05/02/2007
Albert Cohen et les identités collectives.
L'histoire de Solal, personnage central d'Albert Cohen, s'étale sur plusieurs oeuvres ; on pense en particulier à "Mangeclous" et aux "Valeureux".
Tout commence au soleil des îles grecques, au Levant. Il y a là une communauté juive insulaire, bon enfant et fiévreuse, désordonnée et rêveuse. Tendrement ridicule.
Ces Juifs ont des liens avec la France, traces de l'Histoire. Ils en rêvent, ils en parlent avec de grands mots et force courbettes sincères. Ils finissent par y venir. Et c'est là que tout se gâte : Solal, l'enfant chéri de leur communauté, l'homme plus intelligent que les autres, le malin, doué pour la belle parole et la finance, le cerveau, le dandy aussi, va se diviser entre son appétit mondain et ses racines sans cesse surgissantes, cette famille encombrante et baroque qui horrifie la "bonne société" européenne, qu'elle soit d'ailleurs française ou suisse.
Solal, cyclothymique, dépressif, mais brillant et chanceux, beau aussi, gravit sans cesse les échelons de la fortune, puis reperd tout, s'enfuit dès qu'il voit reparaître ses racines, qu'il a pourtant cherché à enfouir toujours (fût-ce physiquement) dans le sous-sol de sa maison ou dans l'arrière-fond de son cerveau. Avec ses racines, il fuit aussi la femme qu'il aime, qui en est à la fois l'opposé et le miroir.
Finalement, il est question du retour vers la Terre Promise. Libération illusoire ?
Avec Solal, toujours, l'individu qui croit avoir atteint lui-même, et seul, son accomplissement, se retrouve hanté par la pression de sa communauté. Peut-il vivre sans elle ? Mais comment vivre avec elle ? Comment vivre, surtout, à la fois avec elle et avec les autres, ceux qui n'en sont pas ?
Cette question n'est pas que pour les Juifs. Elle concerne tout le monde. L'émancipation de la personne, l'harmonie de sa vie avec ses proches et avec de plus lointains, le malaise identitaire, la pression du groupe sur l'individu, la solidarité aussi, tout cela résonne en chacun de nous.

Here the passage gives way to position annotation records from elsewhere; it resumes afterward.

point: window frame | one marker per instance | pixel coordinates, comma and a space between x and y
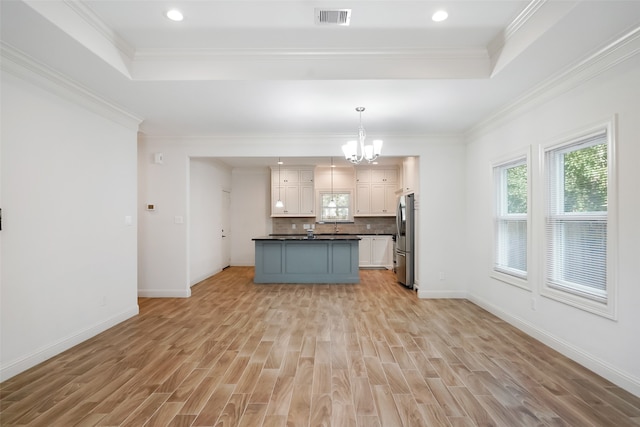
498, 167
575, 295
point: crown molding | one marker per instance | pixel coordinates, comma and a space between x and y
32, 71
304, 64
97, 24
79, 22
616, 52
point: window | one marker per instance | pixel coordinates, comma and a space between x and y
511, 221
577, 229
340, 212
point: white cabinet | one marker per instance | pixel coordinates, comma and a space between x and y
294, 186
376, 191
376, 251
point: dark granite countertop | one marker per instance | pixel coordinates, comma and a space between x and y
331, 234
303, 237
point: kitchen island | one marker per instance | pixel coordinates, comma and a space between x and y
302, 259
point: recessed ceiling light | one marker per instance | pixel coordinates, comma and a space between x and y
440, 16
175, 15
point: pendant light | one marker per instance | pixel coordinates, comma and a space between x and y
332, 202
279, 203
357, 151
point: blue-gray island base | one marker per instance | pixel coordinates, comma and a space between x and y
298, 259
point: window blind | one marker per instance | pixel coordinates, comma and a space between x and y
576, 223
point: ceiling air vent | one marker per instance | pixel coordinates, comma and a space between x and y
333, 16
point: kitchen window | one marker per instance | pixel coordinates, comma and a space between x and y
579, 239
511, 220
335, 207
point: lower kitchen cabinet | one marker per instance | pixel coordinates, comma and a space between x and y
376, 251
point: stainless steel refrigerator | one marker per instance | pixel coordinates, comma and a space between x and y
405, 247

Et puis, Albert Cohen écrit parfois si joliment. Et "Belle du Seigneur". Et "Le livre de ma mère"...
Pour le soleil, on lira Solal, une plongée dans les eaux turquoise de la Méditerranée qui, de ce point de vue-là, ne peut être comparée qu'avec le "Graziella" de Lamartine. C'est un livre tout simplement délicieux.
Une fois qu'on a goûté à "Solal", on ne peut plus se passer de lire les autres ni de se demander comment on peut espérer vivre libre.